Product Management is the place where innovation begins, ideas turn into features, and features turn a mediocre CDN into an innovation driven CDN. There are three pillars to CDN Product Management: engineering, marketing and sales. When these three pillars work together, great things happen. When one pillar is broken, mediocre things happen. In this post, we’ll cover the sales pillar of product management. Lets start by saying that there is a huge divide between Product Management and Sales, not only in CDNs, but in many technology organizations. Sales reps are the soldiers fighting in the trenches day in and day out. Product Managers are the Generals sitting behind the scenes developing the features for combat. As such, Product Managers don’t have a continuous pulse on customer behavior on any given day. That is where the big problem lies.

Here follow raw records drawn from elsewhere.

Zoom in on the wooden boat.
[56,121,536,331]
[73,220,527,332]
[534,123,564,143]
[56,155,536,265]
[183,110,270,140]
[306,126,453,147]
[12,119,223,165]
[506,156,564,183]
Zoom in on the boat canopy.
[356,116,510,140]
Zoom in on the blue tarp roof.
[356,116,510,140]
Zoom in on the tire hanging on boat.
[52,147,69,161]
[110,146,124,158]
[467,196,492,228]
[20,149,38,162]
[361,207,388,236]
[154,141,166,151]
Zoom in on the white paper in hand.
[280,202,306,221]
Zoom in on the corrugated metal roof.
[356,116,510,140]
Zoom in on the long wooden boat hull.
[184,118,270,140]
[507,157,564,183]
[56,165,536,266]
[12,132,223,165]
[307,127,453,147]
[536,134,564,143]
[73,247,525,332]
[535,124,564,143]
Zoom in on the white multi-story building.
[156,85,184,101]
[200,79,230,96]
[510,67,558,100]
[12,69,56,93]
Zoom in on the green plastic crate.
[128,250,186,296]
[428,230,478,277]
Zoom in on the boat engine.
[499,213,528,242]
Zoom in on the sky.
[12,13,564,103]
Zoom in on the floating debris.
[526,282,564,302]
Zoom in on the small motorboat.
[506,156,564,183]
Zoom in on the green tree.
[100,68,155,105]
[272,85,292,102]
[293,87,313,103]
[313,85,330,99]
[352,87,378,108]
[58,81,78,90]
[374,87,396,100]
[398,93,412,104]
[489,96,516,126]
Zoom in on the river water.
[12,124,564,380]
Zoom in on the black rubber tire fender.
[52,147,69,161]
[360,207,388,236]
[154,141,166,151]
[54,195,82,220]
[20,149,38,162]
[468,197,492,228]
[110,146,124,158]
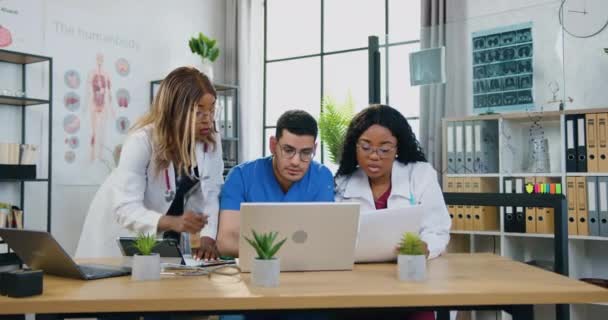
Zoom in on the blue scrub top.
[220,157,334,210]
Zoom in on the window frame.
[262,0,420,163]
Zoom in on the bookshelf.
[442,108,608,320]
[0,49,53,268]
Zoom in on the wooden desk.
[0,254,608,314]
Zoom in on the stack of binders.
[565,113,608,172]
[444,177,498,231]
[504,177,562,233]
[566,177,608,237]
[446,120,498,174]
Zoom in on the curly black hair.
[336,104,426,177]
[275,109,319,140]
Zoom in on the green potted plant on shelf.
[131,233,160,281]
[243,230,287,287]
[319,93,354,164]
[397,232,426,281]
[188,32,220,80]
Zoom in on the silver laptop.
[355,206,424,262]
[239,202,359,272]
[0,228,131,280]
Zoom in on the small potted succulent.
[319,93,355,164]
[188,32,220,81]
[0,202,11,228]
[131,233,160,281]
[397,232,426,281]
[244,230,287,287]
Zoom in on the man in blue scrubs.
[217,110,334,257]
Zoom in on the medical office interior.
[0,0,608,319]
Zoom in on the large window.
[263,0,420,162]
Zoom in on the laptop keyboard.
[78,265,129,279]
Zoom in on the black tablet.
[117,237,182,258]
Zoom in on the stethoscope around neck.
[165,143,208,202]
[165,168,175,202]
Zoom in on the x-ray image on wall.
[472,23,534,113]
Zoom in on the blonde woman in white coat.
[76,67,224,259]
[336,105,451,258]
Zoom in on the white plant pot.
[131,253,160,281]
[251,258,281,287]
[397,254,426,281]
[200,60,213,82]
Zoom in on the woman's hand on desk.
[193,237,220,260]
[158,211,207,233]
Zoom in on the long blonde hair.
[132,67,217,175]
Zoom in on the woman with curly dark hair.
[335,105,451,258]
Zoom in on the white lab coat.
[76,127,224,258]
[336,161,452,259]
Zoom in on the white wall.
[446,0,608,116]
[0,0,226,253]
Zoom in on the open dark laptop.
[0,228,131,280]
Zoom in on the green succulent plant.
[399,232,425,256]
[319,93,355,164]
[133,233,158,256]
[243,230,287,260]
[188,32,220,62]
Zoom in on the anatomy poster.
[472,23,534,113]
[46,6,148,185]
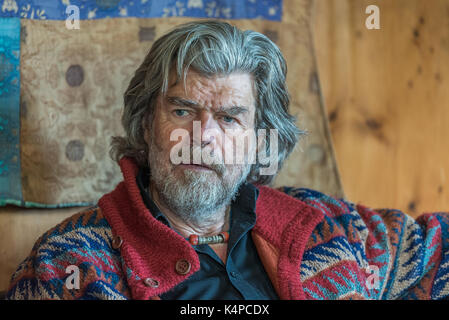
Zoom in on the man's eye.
[175,109,189,117]
[223,116,235,123]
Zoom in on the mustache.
[178,146,227,176]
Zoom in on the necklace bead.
[189,231,229,245]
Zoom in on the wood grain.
[314,0,449,217]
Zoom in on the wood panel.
[314,0,449,217]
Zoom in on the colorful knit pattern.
[7,187,449,299]
[281,188,449,300]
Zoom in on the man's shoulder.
[264,186,356,217]
[32,206,111,253]
[8,206,117,299]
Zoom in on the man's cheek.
[169,129,190,165]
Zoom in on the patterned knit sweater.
[7,158,449,299]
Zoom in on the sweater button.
[175,259,191,275]
[143,278,159,288]
[112,236,123,249]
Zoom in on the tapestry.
[0,0,343,208]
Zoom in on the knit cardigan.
[7,158,449,299]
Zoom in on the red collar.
[98,157,323,300]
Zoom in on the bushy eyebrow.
[167,96,249,116]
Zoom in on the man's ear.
[141,114,151,145]
[256,131,267,154]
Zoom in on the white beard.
[148,139,251,225]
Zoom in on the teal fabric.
[0,18,23,205]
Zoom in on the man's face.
[145,70,256,223]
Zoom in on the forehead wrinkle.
[167,96,249,115]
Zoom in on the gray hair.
[110,20,305,184]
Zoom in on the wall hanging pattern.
[0,0,342,208]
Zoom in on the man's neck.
[148,186,230,238]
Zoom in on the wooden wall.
[314,0,449,217]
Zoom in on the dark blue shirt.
[137,168,279,300]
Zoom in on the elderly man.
[7,21,449,299]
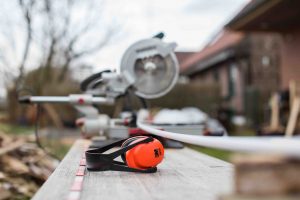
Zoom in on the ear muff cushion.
[121,136,146,163]
[125,138,164,169]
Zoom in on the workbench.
[33,140,233,200]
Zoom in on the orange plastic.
[125,138,165,169]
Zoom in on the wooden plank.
[33,140,89,200]
[34,140,233,200]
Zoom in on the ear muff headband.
[121,136,147,164]
[85,137,157,173]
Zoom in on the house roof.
[181,30,244,73]
[175,51,196,68]
[226,0,300,32]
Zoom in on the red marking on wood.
[76,166,85,176]
[67,191,80,200]
[71,176,83,191]
[78,98,84,104]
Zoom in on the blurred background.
[0,0,300,196]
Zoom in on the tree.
[0,0,118,84]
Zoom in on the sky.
[0,0,249,96]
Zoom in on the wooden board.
[33,140,233,200]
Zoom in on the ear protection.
[85,136,164,173]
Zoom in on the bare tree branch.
[17,0,35,85]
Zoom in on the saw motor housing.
[20,37,179,137]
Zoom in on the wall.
[281,31,300,89]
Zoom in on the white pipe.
[29,94,114,104]
[137,120,300,157]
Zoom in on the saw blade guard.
[120,38,179,99]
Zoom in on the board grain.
[33,140,233,200]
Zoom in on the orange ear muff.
[122,136,164,169]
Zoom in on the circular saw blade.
[121,39,179,99]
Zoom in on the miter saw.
[20,33,179,140]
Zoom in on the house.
[226,0,300,89]
[181,29,280,113]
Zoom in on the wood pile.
[0,132,58,200]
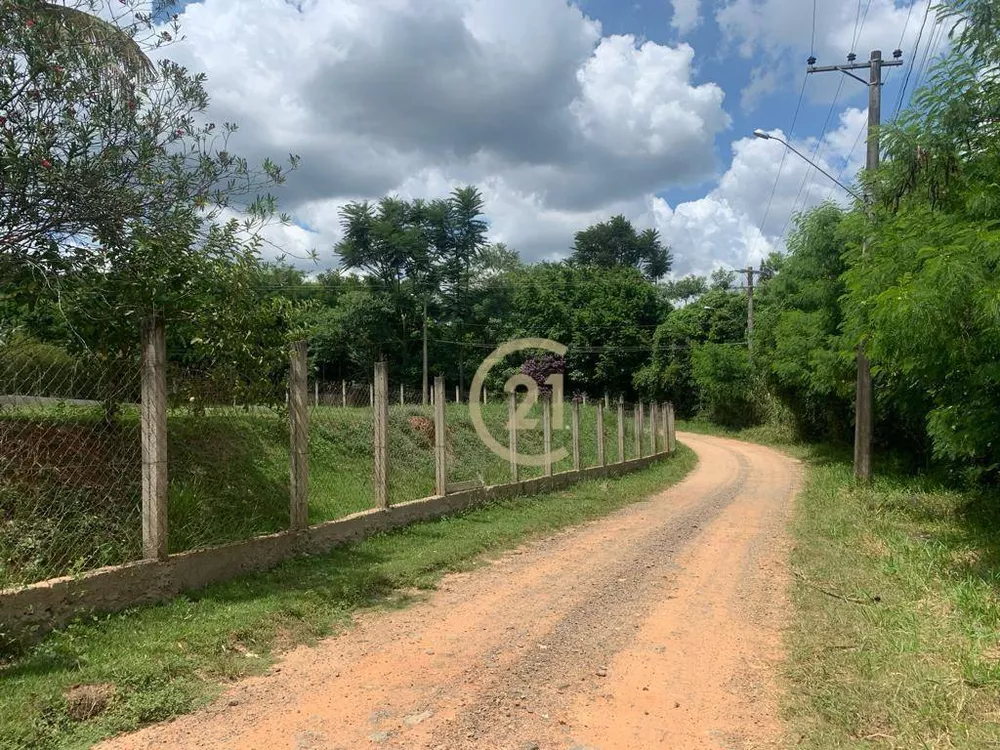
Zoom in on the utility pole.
[743,261,766,350]
[806,49,903,482]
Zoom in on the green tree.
[663,274,708,305]
[753,204,857,440]
[509,263,666,398]
[571,215,672,281]
[634,289,747,416]
[691,343,761,427]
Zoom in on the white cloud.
[715,0,946,106]
[641,108,867,275]
[670,0,701,34]
[156,0,729,264]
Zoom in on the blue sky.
[160,0,944,274]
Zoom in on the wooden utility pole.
[434,375,448,495]
[806,50,903,482]
[743,261,765,349]
[372,362,389,510]
[420,296,430,406]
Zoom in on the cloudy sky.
[158,0,944,274]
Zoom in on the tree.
[25,0,156,78]
[571,215,672,281]
[507,263,664,397]
[633,289,747,416]
[691,343,760,427]
[753,204,856,441]
[0,1,296,412]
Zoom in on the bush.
[691,344,763,427]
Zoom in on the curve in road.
[102,434,800,750]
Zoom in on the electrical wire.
[892,0,932,118]
[851,0,861,53]
[781,76,844,237]
[896,0,917,49]
[854,0,872,46]
[809,0,816,55]
[910,19,944,97]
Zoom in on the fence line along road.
[0,319,676,642]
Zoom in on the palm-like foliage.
[26,0,155,79]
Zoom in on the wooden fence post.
[140,315,167,560]
[635,401,646,458]
[632,408,642,458]
[372,362,389,510]
[507,391,521,482]
[542,393,552,477]
[288,341,309,529]
[660,401,670,453]
[649,401,660,456]
[618,396,625,464]
[597,401,608,466]
[434,375,448,495]
[571,400,580,471]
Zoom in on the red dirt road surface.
[100,434,800,750]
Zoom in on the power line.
[781,72,844,237]
[757,73,815,235]
[851,0,861,54]
[809,0,816,55]
[911,18,944,97]
[892,0,932,118]
[854,0,872,46]
[896,0,917,49]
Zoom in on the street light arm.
[753,128,867,205]
[768,135,865,203]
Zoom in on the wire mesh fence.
[167,362,290,552]
[0,340,142,589]
[0,328,665,588]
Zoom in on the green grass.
[0,403,634,588]
[678,421,1000,750]
[788,468,1000,748]
[0,446,695,750]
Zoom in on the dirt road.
[102,434,799,750]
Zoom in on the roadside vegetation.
[0,403,632,592]
[0,446,695,750]
[678,420,1000,750]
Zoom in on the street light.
[753,128,865,203]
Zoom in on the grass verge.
[788,462,1000,748]
[678,421,1000,750]
[0,446,695,750]
[0,402,635,588]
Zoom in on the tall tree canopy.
[572,215,672,281]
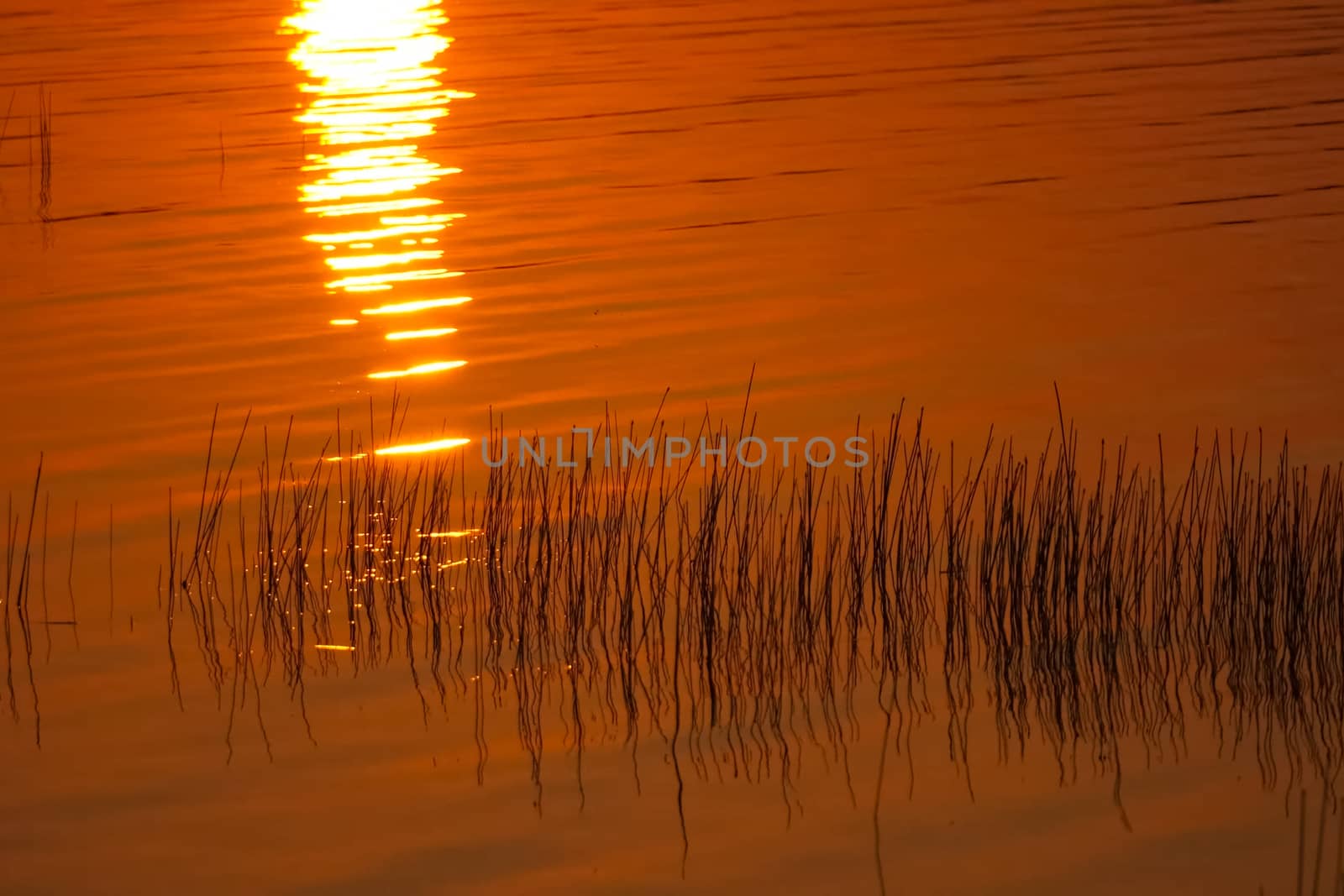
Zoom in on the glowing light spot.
[387,327,457,343]
[374,439,472,457]
[360,296,472,314]
[368,361,466,381]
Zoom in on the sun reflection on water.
[281,0,473,453]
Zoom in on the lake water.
[0,0,1344,893]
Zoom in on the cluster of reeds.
[166,392,1344,811]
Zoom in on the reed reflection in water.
[139,403,1344,888]
[282,0,472,392]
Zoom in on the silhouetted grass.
[160,395,1344,825]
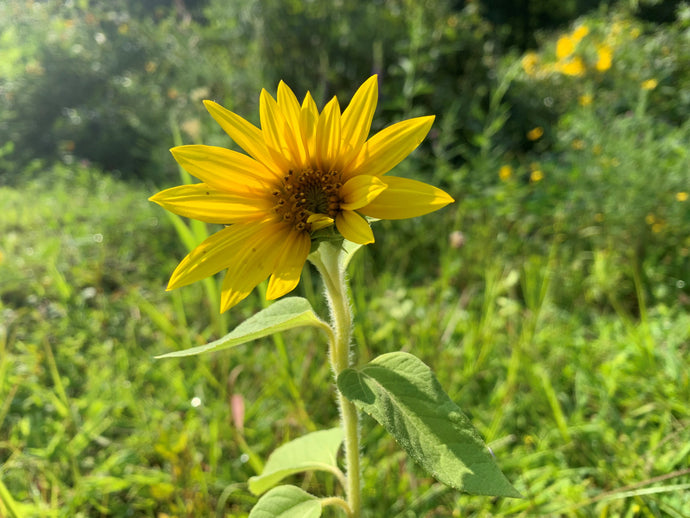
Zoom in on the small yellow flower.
[522,52,539,76]
[578,94,594,106]
[527,126,544,140]
[570,25,589,45]
[150,76,453,312]
[596,45,613,72]
[556,36,575,59]
[571,138,585,151]
[640,79,659,90]
[556,56,585,77]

Its story Time. Story 1: Once upon a time, a product management team spent 8 months developing a killer feature. Thereafter, it was packaged, added to the product mix, and rolled out to customers. The feature bombed, and had to be given away for free. The reason: the feature was killer only in the mind of the product management team. If they would have asked the sales reps for input, the reps would have stated the obvious: the feature is not what customers need.
Story 2: A rookie CDN sales rep picked up the phone from a prospect that was being worked on by a Sr. Sales Rep, and the rookie quoted the prospect $250/month. The Sr. Sales Rep scolded the rookie, and pointed out that the prospect was taken in Salesforce. Then the Sr. Sales Rep called the prospect, and apologized for the confusion. Thereafter, the Sr. Sales Rep doubled back, and quoted the same feature set for $15k/month. The prospect didn’t go for it, but the prospect paid close to ten times the amount originally quoted. In the grand scheme of things, the prospect was a Fortune 500 with an IT Budget in the hundreds of millions of dollars. No need to throw in the kitchen sink, when all it takes is saying the right things.
Story 3: A large enterprise was paying a big CDN $75K/month for CDN services with all the bells and whistles. A seasoned sales rep at a competing CDN quoted the exact same feature set for $5k/month. The veteran rep was scolded by a Sr. Sales Rep, and the quote increased to $45k/month. The prospect didn’t go for it, but he did pay several times higher than originally quote.
These are the battles that occur in the daily life of a CDN that never make it into the circle of Product Management. The moral of the stories: Selling CDN services is both a science and art. The science applies when it comes to selling basic http delivery services. The art comes into play when selling premium features. Customer psychology and customer needs plays an important role in the process. Rarely are these sales activities presented to the product management team. In fact, sometimes these activities are not even reported to immediate sales management.
Thus, the flow of valuable insight from Sales to Product Management is broken, making the job of Product Management difficult. Product Management needs to understand the mindset, motive, and culture of their sales teams. This in turn helps Product Management better at pricing out features.